Beatriz RondonClaro que animais nunca terão o mesmo tratamento que um ser humano, mas como espécie dominante devemos garantir os direitos essenciais aos animais que não podem se defender de nossa invasão de seu espaço. Livrar-lhes da dor desnecessária e do próprio contato com o ser humano, deixando-os exercer sua natureza é o mínimo que podemos fazer. Infelizmente, há pessoas que não conseguem sentir compaixão por animais. E ao ver ali aquela gazela tranquila com seu filhote, comendo serenamente um pouco de grama, não pensam duas vezes antes de meter uma bala na indefesa criatura e ainda comemorar a morte desta (talvez, anotando num papel para ver quem faz mais pontos).

Se você não se importa muito com o bem estar dos bichos, talvez devesse se preocupar com o seu. Atos violentos contra animais, por exemplo, têm sido reconhecidos como indicadores de uma psicopatologia que não se limita em agir apenas sobre estas criaturas. Segundo o cientista humanitário Albert Schweitzer, "quem quer que tenha se acostumado a desvalorizar qualquer forma de vida corre o risco de considerar que vidas humanas também não têm importância".

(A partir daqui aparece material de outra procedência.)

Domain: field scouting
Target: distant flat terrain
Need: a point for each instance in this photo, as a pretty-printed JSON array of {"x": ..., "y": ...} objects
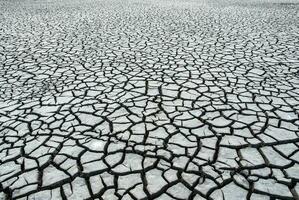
[{"x": 149, "y": 99}]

Também Robert K. Resler, que desenvolveu perfis de Assassinos em Série para o FBI, "assassinos freqüentemente começam por matar e torturar animais quando crianças". Estudos têm agora convencido que atos de crueldade contra animais podem ser o primeiro sinal de uma patologia violenta que poderá incluir, no futuro, seres humanos.

Há uma diferença gritante entre o caçador que caça para sobreviver (como ocorre no próprio Pantanal) ou para se defender e aqueles que o fazem por pura e simples crueldade. Como num crime premeditado friamente, no caso supracitado as pessoas negociavam, pagavam e se organizavam para irem a um safari que tinha tudo para ser um bonito passeio de família. Exceto pelos sucessivos tiros, sons de animais agonizantes e o cheiro de sangue permeando o ar. Tudo para se divertirem ao ver um animal morrendo com um balaço que saiu de suas covardes espingardas. Eu estou em outro mundo? No meu mundo, sexo, cinema, barzinho, churrasco com amigos, videogame e coisas do tipo são diversões garantidas, saudáveis (ok, o churrasco nem tanto) e inocentes.

No vídeo acima, podemos ver caçadores ao lado de Beatriz Rondon abatendo um animal, sorrindo e sendo cumprimentados pelos demais. Ninguém percebe o quão doentio é uma caçada?

Onde está a beleza, onde está a diversão em ver um animal que está em seu habitat ser morto, sangrando até morrer? Como chegamos à este nível de bestialidade, de perversão, de primitivismo? Pior é saber que a punição será branda. Mate um ser humano e você estará enrolado com a justiça (ok, no Brasil, nem tanto). Mate milhares de animais, e isto lhe custará algumas cestas básicas e um pouco de serviço comunitário.

Novamente friso que não devemos tratar animais como gente, porque não o são. Mas há um grau de especismo em nossas leis e na forma de pensar que deixam a fauna vulnerável aos nossos caprichos e desejos mais doentios de uma satisfação sádica. Se quisermos um mundo melhor, devemos nos atentar a estas questões. Cabem aos mais evoluídos repreender parentes e conhecidos que praticam qualquer tipo de violação injusta do bem estar alheio, seja bicho ou não. E cabem às autoridades de um local criar leis mais rígidas para coibir práticas que levarão ao sofrimento de animais indefesos e, potencialmente, muitos seres humanos.